Iran, which has the potential to develop nuclear weapons following its atomic breakthrough, has already dismissed the prospect of sanctions, saying Russia and China will not agree to them.
It has also complained to the United Nations about what it calls "illegal and insolent threats" by Washington - citing President George W Bush's refusal to rule out a nuclear strike on the country.
Iran announced last month it was ready to embark on a large scale uranium enrichment program.
It said it is legally entitled under the Nuclear Nonproliferation Treaty to provide fuel for civilian power plants.
An IAEA report released on Friday said that Iran had violated a 30-day Security Council deadline to stop its enrichment program.
Council members will discuss the report in Paris in preparation for a May 9 meeting in New York of foreign ministers from the top Security Council nations and Germany.
The United States has said it suspects the real aim of Tehran's fuel program is to produce nuclear weapons, a view backed by Britain and France.
Sanctions seen by these countries as a way of breaking the deadlock could result in a restriction of trade in equipment that has both civilian and military uses, as well as the banning of travel and freezing the assets of key Iranians who run and oversee the country's nuclear program.
But Iran's foreign minister was quoted on Tuesday as saying that Russia and China had officially informed Tehran they would not back sanctions or military action over the Islamic Republic's nuclear program.
China and Russia both have major energy interests in Iran, the world's fourth biggest oil exporter.
In 2005, more than 11 percent of China's crude imports came from Iran while Russia's LUKOIL is exploring the Anaran oilfield in western Iran.
Washington, meanwhile, is already drafting a schedule of restrictions which will evoke but fall short of those slapped on deposed Iraqi leader Saddam Hussein's regime in the 1990s.
"The general idea we have on Iran," US Ambassador John Bolton said in a recent interview, "is more targeted sanctions aimed at specific individuals responsible for the nuclear program, and the country's direction of the nuclear program."
He said targeted sanctions would also likely include "restricting trade in dual use and other sensitive items".

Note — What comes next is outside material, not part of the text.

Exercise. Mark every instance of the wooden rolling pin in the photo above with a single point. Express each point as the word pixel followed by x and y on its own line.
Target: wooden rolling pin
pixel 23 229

While the United States is currently focusing on targeted sanctions, Bolton did not rule out tougher measures against Iran if needed at some future date.
Between 1945 and 1990, the Security Council imposed sanctions only twice - against white-ruled Rhodesia in 1966 and apartheid South Africa in 1977.
But during the 1990s, the council imposed some form of sanctions against governments or rebel movements 12 times.